Between the summer of 1999, the summer I graduated from college, and last year, I developed a disdain for summer vacation. At best it was childhood nostalgia. At worst, it was a slap in the face as the reality of an 8-5 workday and a small amount of vacation time became understood.
This summer, though, I rediscovered the point of summer vacation as Daniel’s Pre-K year ended. It was a relief to have the school year over with its homework, frantic nightly routine, lunches to make, firm bedtime to meet. June 6 came, we made it through Pre-K graduation and exhaled, feeling the tension leave our bodies. We filled Daniel’s summer with two different summer camps, afternoons with grandma and two beach trips. We all moved a little more slowly in the evenings. If we were running late, we could adjust bedtime without difficulty or repercussion. Our mornings started later, so we didn’t rush as much, could sleep in a bit and enjoy a commute without traffic. The slower speed was nice, and for the first time in many years, I felt like summer was defined.
Summer vacation ended on Monday of this week when Daniel started kindergarten. Kindergarten is a milestone year, and I’m struggling to wrap my brain around how he can be a kindergartener already. Five is so old, yet so young (remind me to apply that some logic to myself in a few weeks when I turn 37. Doesn’t work the same way, does it?).
Daniel isn’t attending the same school for kindergarten that he did for Pre-K. We didn’t have the greatest year last year. He learned a lot and met wonderful people, but at the end of the year – before that actually – it was clear the school wasn’t a good fit for him. We thought the routine and structure would be great, but it turned out that perhaps they depended too much on structure and routine and were too inflexible. There were a lot of expectations and pressure, pressure we all felt when he didn’t meet the expectations. And at the end of the day (or year, rather), we felt as a family that it wasn’t right for so much pressure and anxiety to be placed on the still-small shoulders of a new 5-year-old.
So the school wasn’t a good fit for him–so what? Many more schools out there, and we’ll find one that fits, right? It’s not a big deal.
It is a little bit of a big deal. And the issues we had went a little beyond a too-rigid structure and to the fact that our little boy is baby square peg just like his Momma Square Peg and Daddy Square Peg. I bring it up because it was a pretty bad year and impacted all of us. I cried a lot. We were short and frustrated with Daniel and with each other. We argued with teachers and administrators. We spent a lot of time on the phone and email. We felt like failures which I know had to make him feel like a failure, and he tried so hard. So very hard.

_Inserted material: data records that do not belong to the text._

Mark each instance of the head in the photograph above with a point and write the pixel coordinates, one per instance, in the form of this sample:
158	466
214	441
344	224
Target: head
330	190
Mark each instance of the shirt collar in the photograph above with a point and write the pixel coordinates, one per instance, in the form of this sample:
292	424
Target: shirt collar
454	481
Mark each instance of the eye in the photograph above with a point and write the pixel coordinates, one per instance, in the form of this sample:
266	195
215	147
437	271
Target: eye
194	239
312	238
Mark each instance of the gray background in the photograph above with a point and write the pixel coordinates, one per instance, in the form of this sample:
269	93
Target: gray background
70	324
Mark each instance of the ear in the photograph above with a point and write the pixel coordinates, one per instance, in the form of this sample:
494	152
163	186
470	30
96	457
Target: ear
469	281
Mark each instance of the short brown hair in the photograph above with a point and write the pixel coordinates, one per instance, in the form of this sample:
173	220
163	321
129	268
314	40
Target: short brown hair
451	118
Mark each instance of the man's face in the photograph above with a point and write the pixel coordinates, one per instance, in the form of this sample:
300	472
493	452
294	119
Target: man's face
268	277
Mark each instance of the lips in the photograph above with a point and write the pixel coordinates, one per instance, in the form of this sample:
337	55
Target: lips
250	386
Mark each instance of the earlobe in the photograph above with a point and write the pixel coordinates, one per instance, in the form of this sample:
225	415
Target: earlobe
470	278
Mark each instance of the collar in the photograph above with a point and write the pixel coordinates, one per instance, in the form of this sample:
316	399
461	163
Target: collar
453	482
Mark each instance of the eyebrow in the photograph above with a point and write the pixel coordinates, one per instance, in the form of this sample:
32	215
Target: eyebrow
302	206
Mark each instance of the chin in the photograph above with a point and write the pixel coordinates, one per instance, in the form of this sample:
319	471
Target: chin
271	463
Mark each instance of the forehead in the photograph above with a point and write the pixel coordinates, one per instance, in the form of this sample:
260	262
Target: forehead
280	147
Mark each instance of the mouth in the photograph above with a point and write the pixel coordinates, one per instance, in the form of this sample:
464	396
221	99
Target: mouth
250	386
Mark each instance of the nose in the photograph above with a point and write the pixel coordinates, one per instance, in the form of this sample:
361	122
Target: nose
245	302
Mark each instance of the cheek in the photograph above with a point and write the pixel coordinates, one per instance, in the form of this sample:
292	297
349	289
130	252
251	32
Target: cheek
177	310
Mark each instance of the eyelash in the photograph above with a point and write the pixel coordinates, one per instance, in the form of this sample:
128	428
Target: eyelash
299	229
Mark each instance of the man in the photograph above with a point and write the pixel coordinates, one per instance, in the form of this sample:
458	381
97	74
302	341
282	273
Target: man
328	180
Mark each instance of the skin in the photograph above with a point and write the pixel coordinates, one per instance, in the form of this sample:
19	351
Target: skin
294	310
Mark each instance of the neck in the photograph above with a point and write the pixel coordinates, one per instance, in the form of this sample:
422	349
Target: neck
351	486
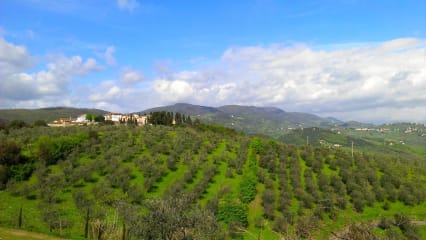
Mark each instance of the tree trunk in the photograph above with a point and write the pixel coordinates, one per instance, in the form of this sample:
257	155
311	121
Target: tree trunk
20	218
86	226
123	237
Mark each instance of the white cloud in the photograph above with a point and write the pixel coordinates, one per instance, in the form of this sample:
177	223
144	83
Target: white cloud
130	76
129	5
111	93
109	55
389	76
45	87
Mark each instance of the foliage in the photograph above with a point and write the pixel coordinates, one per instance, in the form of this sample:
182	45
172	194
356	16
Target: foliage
248	188
112	181
232	212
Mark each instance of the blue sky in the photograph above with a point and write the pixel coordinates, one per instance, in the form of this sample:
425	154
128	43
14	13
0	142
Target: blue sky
356	60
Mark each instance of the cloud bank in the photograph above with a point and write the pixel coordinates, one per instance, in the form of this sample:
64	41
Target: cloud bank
18	88
374	82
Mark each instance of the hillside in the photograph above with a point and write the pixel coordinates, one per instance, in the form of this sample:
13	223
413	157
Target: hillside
268	121
122	182
398	139
46	114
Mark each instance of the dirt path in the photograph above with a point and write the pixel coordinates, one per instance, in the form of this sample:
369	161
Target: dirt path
14	234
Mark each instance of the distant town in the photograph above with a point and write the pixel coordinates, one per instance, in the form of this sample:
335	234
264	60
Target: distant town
110	118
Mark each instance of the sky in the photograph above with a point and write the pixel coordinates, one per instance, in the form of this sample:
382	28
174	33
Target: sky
362	60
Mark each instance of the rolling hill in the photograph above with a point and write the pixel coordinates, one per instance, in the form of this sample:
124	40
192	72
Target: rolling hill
269	121
125	182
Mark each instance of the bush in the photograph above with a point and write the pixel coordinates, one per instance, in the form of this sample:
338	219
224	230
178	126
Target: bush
233	212
248	188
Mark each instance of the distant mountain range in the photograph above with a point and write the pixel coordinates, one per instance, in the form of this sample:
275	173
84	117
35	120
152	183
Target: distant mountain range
269	121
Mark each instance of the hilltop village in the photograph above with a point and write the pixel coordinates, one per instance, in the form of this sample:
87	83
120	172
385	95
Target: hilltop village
110	118
154	118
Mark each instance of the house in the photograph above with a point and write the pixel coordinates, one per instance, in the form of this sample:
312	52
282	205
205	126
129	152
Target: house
114	117
81	119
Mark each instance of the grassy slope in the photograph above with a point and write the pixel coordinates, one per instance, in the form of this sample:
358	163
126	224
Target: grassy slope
14	234
9	205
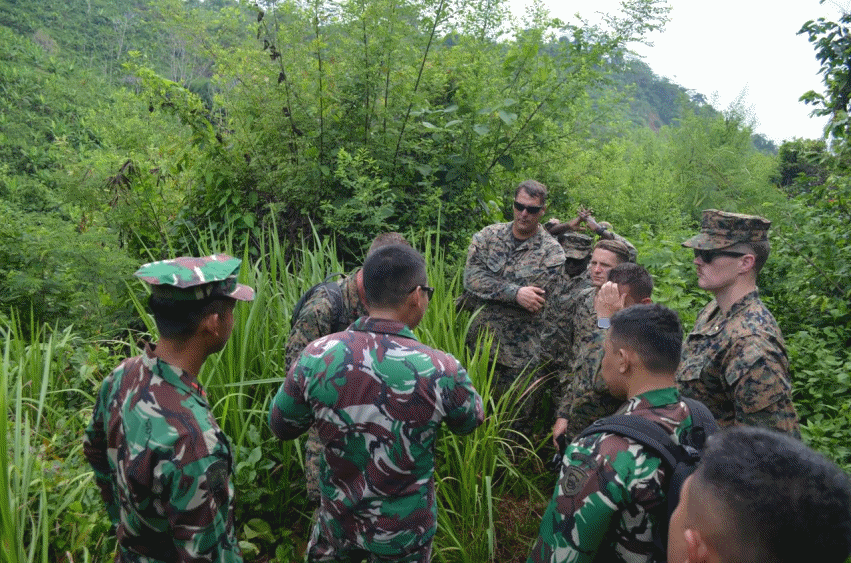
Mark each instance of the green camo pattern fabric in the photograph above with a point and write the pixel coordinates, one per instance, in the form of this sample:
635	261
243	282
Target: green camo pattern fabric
610	492
162	464
495	270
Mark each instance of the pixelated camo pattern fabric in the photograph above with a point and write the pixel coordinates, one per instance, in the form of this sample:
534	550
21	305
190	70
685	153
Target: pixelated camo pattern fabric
316	317
496	269
377	397
736	364
609	495
163	465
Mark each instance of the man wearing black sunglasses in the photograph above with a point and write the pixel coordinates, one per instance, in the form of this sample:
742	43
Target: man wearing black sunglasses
511	271
734	360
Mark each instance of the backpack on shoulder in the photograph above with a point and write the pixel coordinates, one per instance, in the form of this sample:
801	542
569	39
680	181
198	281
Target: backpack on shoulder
681	459
339	320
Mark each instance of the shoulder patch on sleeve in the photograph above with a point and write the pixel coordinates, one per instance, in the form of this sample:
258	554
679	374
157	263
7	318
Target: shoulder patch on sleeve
574	480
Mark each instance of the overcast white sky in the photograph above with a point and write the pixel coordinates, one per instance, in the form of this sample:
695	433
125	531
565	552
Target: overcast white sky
726	47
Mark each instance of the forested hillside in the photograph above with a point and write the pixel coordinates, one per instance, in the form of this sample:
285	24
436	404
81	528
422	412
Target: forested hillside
289	135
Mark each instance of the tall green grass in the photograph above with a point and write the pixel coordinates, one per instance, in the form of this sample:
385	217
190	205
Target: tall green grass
54	512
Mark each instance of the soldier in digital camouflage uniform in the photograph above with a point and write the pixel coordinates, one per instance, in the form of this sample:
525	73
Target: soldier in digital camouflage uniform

And we didn’t say anything. Couldn’t say anything because we were scared and worried and anxious. And angry. I was angry at the school, the world, everyone. I couldn’t post anything because I was and am trying to figure out how to give Daniel privacy and not stigmatize him in any way while at the same time, this is all we were thinking and talking about. And selfishly, I also worried about schadenfreude and whether others would revel in our difficulty (“that perfect KeAnne doesn’t have a perfect life after all!!” Ed. note: not that I ever claimed to). So that’s why I bring up the school change. Because it’s nothing, yet everything.
I have a LOT of feelings about it, especially how it contributed to my already not-great opinion on religion. Jimmy has a LOT of feelings about it because it was his alma mater. That’s not important. What is important is that Daniel is great. He’s smart, sweet and funny as he’s always been. We enrolled him in a very small, private kindergarten taught by a wonderful teacher who adores him and understands that one size doesn’t fit all. The three of us have so much less anxiety, and that is such a good thing. He is going to have a wonderful kindergarten year (even though he still refers to it as “work”).